The university suffered particular damage during the final assault for the city's recapture. Gunfights erupted in its buildings, firebombs were heaved, and bombing from the sky combined to leave a swath of destruction covering the entire grounds. The result was a library and books mostly turned to ashes. Photographs taken inside make one wonder if anything is recoverable. Reuters photographers recently captured the extensive damage. Their chilling photographs can be seen here: www.reuters.com/news/picture/whats-left-of-mosuls-university?articleId=USRTX2YZ25.

 

As bad as the physical damage is, the human carnage is worse yet. Reportedly, dozens of instructors were killed after ISIS took over the city.

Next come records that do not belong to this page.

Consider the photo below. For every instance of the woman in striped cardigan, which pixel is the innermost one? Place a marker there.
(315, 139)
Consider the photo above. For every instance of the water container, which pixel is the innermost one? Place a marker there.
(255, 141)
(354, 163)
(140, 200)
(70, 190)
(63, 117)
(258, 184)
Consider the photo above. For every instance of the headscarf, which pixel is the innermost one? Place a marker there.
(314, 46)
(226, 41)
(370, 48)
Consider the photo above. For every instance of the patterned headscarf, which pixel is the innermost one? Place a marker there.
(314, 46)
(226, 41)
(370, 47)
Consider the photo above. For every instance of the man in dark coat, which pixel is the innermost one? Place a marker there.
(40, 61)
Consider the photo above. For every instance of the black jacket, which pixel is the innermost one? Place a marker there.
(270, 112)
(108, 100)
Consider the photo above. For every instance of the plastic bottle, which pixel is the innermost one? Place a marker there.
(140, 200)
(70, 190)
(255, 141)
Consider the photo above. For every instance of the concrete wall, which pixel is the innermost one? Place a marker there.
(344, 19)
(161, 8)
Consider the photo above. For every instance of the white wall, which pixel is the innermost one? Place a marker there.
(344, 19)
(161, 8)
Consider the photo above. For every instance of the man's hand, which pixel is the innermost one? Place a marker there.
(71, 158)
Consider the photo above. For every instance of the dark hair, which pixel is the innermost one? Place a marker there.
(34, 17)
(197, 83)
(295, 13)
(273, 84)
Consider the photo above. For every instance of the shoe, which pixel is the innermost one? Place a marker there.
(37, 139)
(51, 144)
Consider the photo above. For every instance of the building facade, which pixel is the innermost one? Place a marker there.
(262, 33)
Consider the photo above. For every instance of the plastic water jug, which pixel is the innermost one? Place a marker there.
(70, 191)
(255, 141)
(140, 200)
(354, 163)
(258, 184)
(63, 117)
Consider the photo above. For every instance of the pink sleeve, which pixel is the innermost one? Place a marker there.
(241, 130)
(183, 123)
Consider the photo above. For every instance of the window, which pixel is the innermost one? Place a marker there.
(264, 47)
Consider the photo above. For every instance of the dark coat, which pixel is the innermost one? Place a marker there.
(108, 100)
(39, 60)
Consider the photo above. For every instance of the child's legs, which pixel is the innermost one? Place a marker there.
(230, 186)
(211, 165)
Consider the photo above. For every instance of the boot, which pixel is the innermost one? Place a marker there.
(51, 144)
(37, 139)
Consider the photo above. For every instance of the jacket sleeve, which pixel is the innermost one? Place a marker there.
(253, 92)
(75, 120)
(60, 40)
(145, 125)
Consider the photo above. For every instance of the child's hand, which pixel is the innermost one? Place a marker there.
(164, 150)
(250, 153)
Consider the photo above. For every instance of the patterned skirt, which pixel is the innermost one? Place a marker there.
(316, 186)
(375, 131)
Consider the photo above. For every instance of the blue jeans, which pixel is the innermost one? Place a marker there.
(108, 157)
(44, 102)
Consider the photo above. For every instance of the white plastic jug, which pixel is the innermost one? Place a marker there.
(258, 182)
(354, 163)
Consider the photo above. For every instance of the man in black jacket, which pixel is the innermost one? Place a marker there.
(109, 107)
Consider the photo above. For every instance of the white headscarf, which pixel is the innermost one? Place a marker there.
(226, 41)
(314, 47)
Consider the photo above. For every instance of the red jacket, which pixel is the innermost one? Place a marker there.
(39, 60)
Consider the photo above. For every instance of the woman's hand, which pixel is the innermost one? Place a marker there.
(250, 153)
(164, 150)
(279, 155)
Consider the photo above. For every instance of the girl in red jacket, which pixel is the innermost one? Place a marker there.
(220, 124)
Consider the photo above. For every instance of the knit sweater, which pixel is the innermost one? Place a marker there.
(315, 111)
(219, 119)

Still, officials have spoken bravely of reopening the university and setting about the job of rebuilding the site. This isn't the first time they have faced this task. Earlier battles, including those during the Gulf War, damaged the facilities, though nothing on this magnitude before.

 

In somewhat related news, police in Denmark report that cultural items looted from Syria by ISIS are being offered for sale in Denmark. Among them is a very old copy copy of the Koran. At least, it is purported to be. ISIS began its rampage by destroying books and other antiquarian items, but quickly learned that if instead of destroying them, as their alleged "principles" demand, they offered them for sale in the West, they could exchange those principles for cash. They quickly created a large black market for valuable ancient artifacts.

 

However, the artifacts created a second illicit trade – non-ISIS members creating and selling fakes. It is hard to feel sympathy for those duped by the imitators, who think they are in effect stealing someone else's stolen artifacts for pennies on the dollar. In the case of the Koran offered, Danish officials believe it is most likely a fake.